#math

# Random Forests

Random Forests are an extremely popular machine learning model, and are commonly cited as the best out-of-the-box classical algorithm (particularly in conjunction with Adaboost). This is due to their uncanny ability to not overfit, as well as their ability to capture nonlinear relationships. They can be used for both regression and classification problems.

## Decision Trees

Decision trees are extremely powerful machine learning models, capable of representing an enormous array of relationships. Unfortunately, their great power is their undoing, and they pay for it with a strong propensity towards overfitting, and their low training error can be exceptionally misleading as a predictor of test error.

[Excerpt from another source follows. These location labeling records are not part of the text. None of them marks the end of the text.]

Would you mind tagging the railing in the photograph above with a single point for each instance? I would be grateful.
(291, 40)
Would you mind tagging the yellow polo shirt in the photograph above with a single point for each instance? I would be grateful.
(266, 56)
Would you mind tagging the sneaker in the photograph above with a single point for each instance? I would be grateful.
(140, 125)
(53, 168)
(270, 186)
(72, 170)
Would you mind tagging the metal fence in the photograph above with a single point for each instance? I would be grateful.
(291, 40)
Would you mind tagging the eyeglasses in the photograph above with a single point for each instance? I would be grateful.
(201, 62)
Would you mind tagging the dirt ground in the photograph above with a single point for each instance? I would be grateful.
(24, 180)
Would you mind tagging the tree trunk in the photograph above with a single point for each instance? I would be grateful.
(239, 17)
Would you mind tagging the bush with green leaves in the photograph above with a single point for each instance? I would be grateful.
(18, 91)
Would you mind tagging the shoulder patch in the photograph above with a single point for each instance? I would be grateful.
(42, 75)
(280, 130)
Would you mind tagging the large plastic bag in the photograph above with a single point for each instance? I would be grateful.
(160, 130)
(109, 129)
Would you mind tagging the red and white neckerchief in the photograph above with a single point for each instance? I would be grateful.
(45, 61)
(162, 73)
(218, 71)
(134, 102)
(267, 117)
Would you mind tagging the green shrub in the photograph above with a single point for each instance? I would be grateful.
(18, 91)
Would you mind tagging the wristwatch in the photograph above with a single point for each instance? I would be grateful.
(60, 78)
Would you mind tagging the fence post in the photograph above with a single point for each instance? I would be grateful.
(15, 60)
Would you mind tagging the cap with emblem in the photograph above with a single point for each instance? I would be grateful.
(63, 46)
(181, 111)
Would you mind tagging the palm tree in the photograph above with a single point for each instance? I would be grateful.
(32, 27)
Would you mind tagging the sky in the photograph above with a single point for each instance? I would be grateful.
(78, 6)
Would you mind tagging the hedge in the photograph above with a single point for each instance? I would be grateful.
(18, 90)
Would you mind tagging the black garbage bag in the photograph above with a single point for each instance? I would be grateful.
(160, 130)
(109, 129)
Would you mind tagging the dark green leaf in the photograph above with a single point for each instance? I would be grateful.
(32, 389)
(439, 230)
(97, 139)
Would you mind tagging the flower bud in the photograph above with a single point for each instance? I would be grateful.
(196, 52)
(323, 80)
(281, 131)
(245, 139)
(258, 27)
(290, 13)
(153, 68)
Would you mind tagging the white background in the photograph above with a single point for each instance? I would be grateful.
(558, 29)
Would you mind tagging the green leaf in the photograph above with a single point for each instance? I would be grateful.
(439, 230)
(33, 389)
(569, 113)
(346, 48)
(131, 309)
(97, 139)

With some care they can be salvaged as workable (if not great) models (e.g. with pruning), but even then, the algorithms that construct decision trees are highly sensitive to the data they are given — even a tiny change in the data can lead to a radically different decision tree.

## Ensembles

The idea of an ensemble is to aggregate the prediction of a number of models in the hopes that the resulting prediction is better than the individuals' predictions in expectation. Indeed, given an ensemble of "independent" (to some degree) "weak learners" (learners that are correct $50 + \epsilon$ percent of the time), it can be proven that ensembles will converge to a strong learner.

Decision trees are ideal for ensembling. By averaging each tree's predictions together, you help mitigate the high variance of their predictions. Moreover you turn this weakness into a strength, as the success of an ensemble rests, in large part, on the diversity of its ensemble. An ensemble of trees is a Random Forest.

Due to concerns over overfitting, and due to the computational cost of training and pruning hundreds of trees, the trees used in random forests are often very shallow and unpruned. In some cases even "decision stumps" are used -- trees that only have one parent/decision node.

## Bagging

A key idea in ensemble learning is that the constituents should strive to be reasonably independent — if all your decision trees are the same, you might as well only have one! A fundamental idea for training a random forest is bagging: every decision tree is trained on a sample of the dataset, rather than the entire dataset.

For example, if you have 100 datapoints in your training set, you might train each decision tree on a random set of 80 points. This introduces some variety in each tree, while also ensuring each tree has enough points to be reasonably accurate models.

If your training set has $N$ data points, a popular technique is to train each tree on a sample of size $N$ drawn with replacement from the training set.

Another common practice for encouraging a healthy level of tree diversity is to randomly sample which features each tree can see. For example, the first decision tree might only be able to see features 1, 3, and 4, while the second decision tree might only be able to see features 1, 2, and 5. Using this in conjunction with bagging is a pretty standard implementation:

Because each tree only sees a subset of the data, this leaves open an interesting opportunity: we can use the data that the tree hasn't seen to compute an unbiased estimate of its performance on the test set.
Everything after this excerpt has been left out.